Erfahrungen mit Gebet
Und ich sage euch auch: Bittet, so wird euch gegeben; suchet, so werdet ihr finden; klopfet an, so wird euch aufgetan.
Lukas 11, Vers 9
Von Martin Olejnicki
Ist das Mitleid oder machen die sich gerade über mich lustig? Beides scheint möglich, wenn ich in die Gesichter der jungen Menschen gucke. Kurz zuvor habe ich im Konfirmandenunterricht meine Spitzenthese kundgetan: Beten hilft!

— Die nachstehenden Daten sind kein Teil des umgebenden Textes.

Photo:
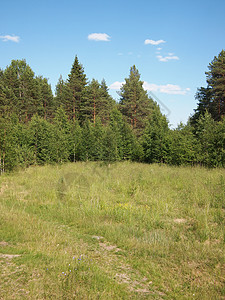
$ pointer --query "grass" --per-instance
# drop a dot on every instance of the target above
(112, 231)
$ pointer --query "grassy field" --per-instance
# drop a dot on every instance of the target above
(112, 231)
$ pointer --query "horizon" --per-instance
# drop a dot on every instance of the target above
(171, 44)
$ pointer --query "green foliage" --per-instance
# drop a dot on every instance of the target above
(82, 122)
(134, 102)
(154, 140)
(212, 98)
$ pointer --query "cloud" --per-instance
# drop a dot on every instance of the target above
(11, 38)
(103, 37)
(116, 85)
(167, 58)
(171, 89)
(155, 43)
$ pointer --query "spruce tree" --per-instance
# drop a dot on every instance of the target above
(134, 102)
(76, 83)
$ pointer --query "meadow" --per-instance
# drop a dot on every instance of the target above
(92, 230)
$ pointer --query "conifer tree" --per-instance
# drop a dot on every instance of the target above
(76, 83)
(212, 98)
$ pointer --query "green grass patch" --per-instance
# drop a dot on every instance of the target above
(112, 231)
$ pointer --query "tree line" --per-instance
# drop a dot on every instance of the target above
(83, 122)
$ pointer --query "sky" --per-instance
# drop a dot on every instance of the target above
(170, 42)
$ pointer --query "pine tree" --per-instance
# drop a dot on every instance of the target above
(76, 83)
(20, 81)
(46, 97)
(154, 140)
(134, 102)
(212, 98)
(216, 80)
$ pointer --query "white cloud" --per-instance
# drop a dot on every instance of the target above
(99, 37)
(12, 38)
(167, 58)
(152, 42)
(116, 85)
(171, 89)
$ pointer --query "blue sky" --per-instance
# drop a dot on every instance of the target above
(170, 42)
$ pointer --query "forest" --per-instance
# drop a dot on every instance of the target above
(82, 122)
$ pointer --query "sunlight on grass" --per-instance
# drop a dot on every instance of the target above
(112, 231)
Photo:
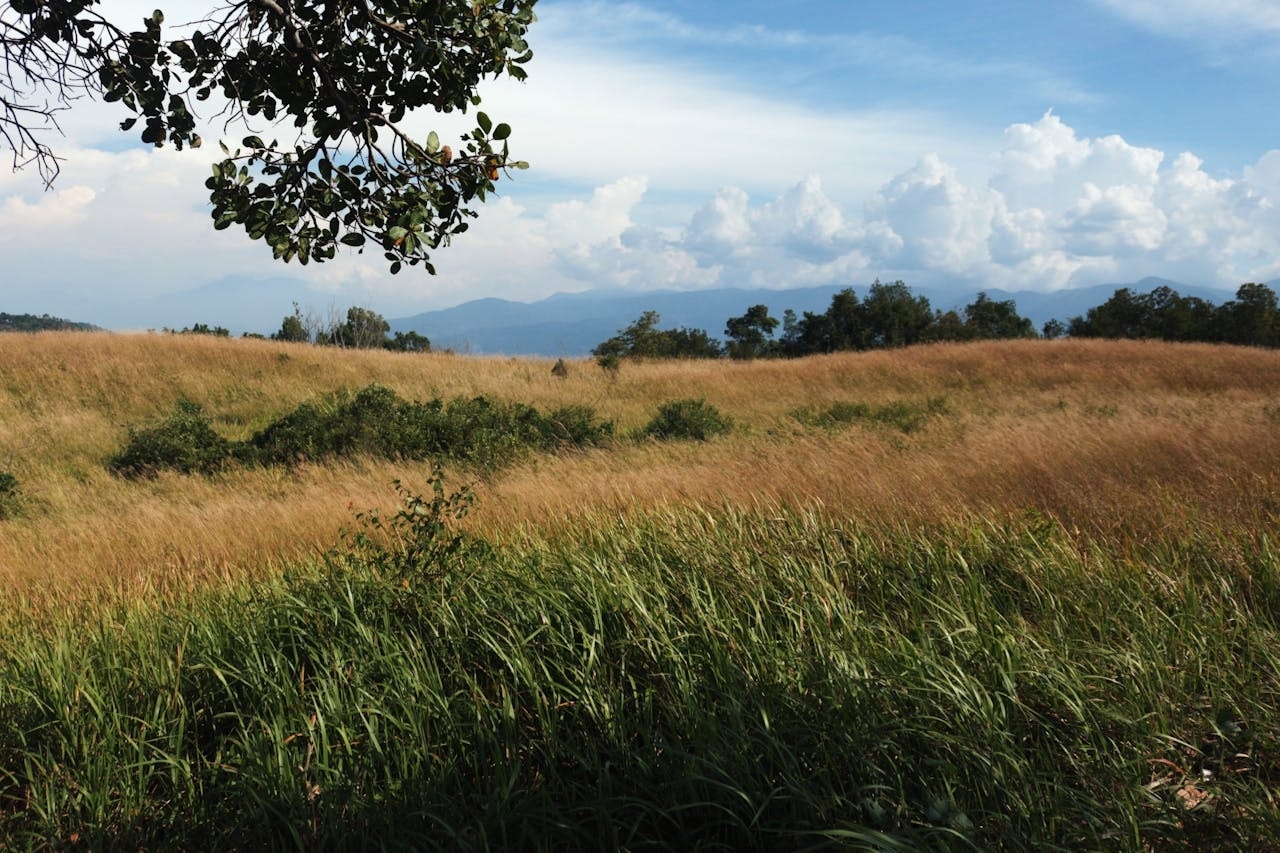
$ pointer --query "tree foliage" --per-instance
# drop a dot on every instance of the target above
(643, 340)
(750, 336)
(330, 81)
(1251, 319)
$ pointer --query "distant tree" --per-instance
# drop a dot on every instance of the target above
(1120, 316)
(292, 329)
(1054, 329)
(750, 336)
(204, 328)
(41, 323)
(947, 325)
(643, 340)
(408, 342)
(894, 318)
(987, 319)
(1252, 318)
(339, 77)
(364, 329)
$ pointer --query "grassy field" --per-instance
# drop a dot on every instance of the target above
(1019, 594)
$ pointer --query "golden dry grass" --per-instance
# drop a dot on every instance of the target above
(1112, 438)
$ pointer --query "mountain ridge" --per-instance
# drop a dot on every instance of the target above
(571, 324)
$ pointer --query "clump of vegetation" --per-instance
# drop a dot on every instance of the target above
(9, 496)
(373, 422)
(900, 415)
(41, 323)
(688, 419)
(643, 340)
(680, 680)
(184, 442)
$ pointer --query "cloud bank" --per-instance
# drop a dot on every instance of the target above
(1056, 210)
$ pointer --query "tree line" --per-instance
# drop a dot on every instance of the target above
(890, 315)
(361, 329)
(41, 323)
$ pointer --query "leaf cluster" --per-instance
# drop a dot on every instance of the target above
(339, 77)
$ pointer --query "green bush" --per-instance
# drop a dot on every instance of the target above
(9, 496)
(373, 422)
(694, 419)
(184, 442)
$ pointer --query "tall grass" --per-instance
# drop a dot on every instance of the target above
(1121, 438)
(764, 679)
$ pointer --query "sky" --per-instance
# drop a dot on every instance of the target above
(1022, 145)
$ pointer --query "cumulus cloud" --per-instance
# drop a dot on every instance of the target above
(1056, 210)
(1201, 18)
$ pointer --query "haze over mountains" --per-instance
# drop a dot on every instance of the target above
(565, 324)
(570, 324)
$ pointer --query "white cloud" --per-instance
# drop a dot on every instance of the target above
(1057, 210)
(1201, 18)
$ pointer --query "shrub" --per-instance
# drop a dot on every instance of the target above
(9, 496)
(184, 442)
(576, 425)
(373, 422)
(695, 419)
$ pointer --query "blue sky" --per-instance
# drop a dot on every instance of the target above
(694, 144)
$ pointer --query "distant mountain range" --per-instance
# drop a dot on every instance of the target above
(565, 324)
(571, 324)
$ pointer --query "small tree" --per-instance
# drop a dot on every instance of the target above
(293, 329)
(750, 336)
(364, 329)
(988, 319)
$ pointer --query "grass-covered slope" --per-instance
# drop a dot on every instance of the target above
(995, 596)
(759, 680)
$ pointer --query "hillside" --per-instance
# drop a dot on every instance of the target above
(571, 324)
(1000, 596)
(1106, 437)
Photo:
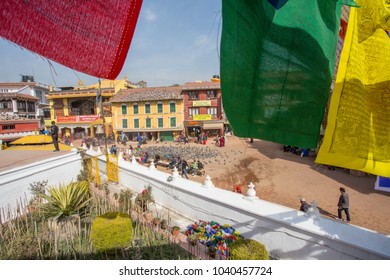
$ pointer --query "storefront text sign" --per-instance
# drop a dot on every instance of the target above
(202, 117)
(201, 103)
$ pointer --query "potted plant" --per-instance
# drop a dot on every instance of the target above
(175, 231)
(163, 224)
(156, 221)
(193, 239)
(212, 251)
(148, 216)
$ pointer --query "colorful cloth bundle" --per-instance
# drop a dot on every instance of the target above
(213, 234)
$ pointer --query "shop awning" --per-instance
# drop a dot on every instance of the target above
(213, 126)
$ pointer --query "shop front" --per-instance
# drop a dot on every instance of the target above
(212, 127)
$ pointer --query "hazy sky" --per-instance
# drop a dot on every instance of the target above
(175, 41)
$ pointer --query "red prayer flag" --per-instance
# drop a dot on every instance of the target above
(90, 36)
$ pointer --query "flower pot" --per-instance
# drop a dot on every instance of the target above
(148, 216)
(193, 241)
(163, 224)
(156, 221)
(175, 231)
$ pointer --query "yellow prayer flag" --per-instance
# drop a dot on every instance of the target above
(358, 131)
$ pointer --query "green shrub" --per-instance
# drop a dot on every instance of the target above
(66, 201)
(125, 200)
(111, 231)
(248, 249)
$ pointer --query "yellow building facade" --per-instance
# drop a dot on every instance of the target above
(154, 113)
(77, 111)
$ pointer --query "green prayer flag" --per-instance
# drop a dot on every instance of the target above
(277, 67)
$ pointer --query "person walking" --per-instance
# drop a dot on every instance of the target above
(184, 167)
(304, 205)
(54, 136)
(343, 205)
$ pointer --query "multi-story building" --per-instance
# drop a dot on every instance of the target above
(28, 86)
(203, 110)
(77, 111)
(17, 116)
(152, 112)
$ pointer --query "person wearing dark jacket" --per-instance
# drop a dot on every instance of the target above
(343, 205)
(54, 135)
(184, 169)
(304, 205)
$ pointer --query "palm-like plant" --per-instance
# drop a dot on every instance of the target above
(66, 201)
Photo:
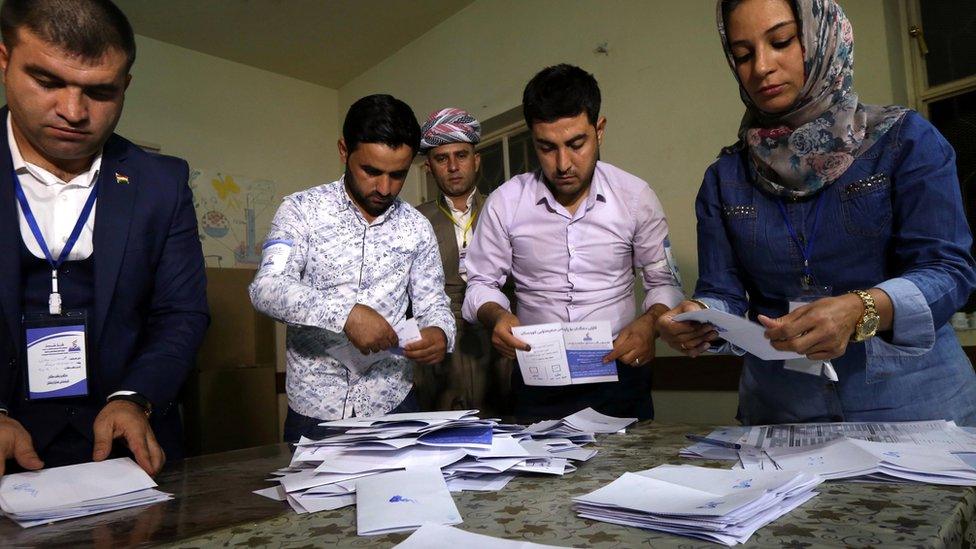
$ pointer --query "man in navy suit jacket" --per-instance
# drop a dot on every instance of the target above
(135, 267)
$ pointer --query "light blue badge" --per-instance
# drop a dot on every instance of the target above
(56, 362)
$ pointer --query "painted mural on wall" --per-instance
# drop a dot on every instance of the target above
(234, 213)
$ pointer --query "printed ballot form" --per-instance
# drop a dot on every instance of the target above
(566, 353)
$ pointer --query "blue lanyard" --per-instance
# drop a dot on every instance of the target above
(807, 250)
(55, 299)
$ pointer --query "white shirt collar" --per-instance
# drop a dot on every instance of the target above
(470, 200)
(84, 179)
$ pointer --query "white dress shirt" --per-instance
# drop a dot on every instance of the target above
(463, 227)
(320, 259)
(56, 205)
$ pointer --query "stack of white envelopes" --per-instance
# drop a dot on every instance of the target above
(858, 459)
(712, 504)
(470, 453)
(50, 495)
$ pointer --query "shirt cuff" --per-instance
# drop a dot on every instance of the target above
(668, 295)
(119, 393)
(913, 330)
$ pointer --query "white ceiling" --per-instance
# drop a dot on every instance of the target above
(327, 42)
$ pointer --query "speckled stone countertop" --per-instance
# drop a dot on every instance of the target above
(214, 507)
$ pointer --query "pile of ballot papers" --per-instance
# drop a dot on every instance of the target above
(468, 453)
(712, 504)
(59, 493)
(931, 452)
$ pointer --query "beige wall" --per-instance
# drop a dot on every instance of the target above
(222, 115)
(227, 116)
(669, 97)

Und jetzt sitzen sie da, sehen mich fragend an und sagen gar nichts. Aber ihre Blicke sagen sehr viel in diesem Moment. Ich sehe in ihren Gesichtern Fragen wie: Hä?! Meint der das jetzt ernst?! Muss er das sagen, weil er Pfarrer ist?!
Als sich die Ersten trauen, ihre Fragen zu formulieren, entspinnt sich ein längeres Gespräch darüber, wie das mit dem Beten so ist. Während dieses Gesprächs ertappe ich mich dabei, wie ich beginne zu erklären, dass es vielleicht auch einfach nur gut tut, bestimmte Dinge mal gesagt zu haben, und es nicht so wichtig ist, ob meine Bitten wirklich erfüllt werden. Dabei merke ich, wie ich meine eigentliche Eingangsthese »Beten hilft« in seltsamer Weise relativiere.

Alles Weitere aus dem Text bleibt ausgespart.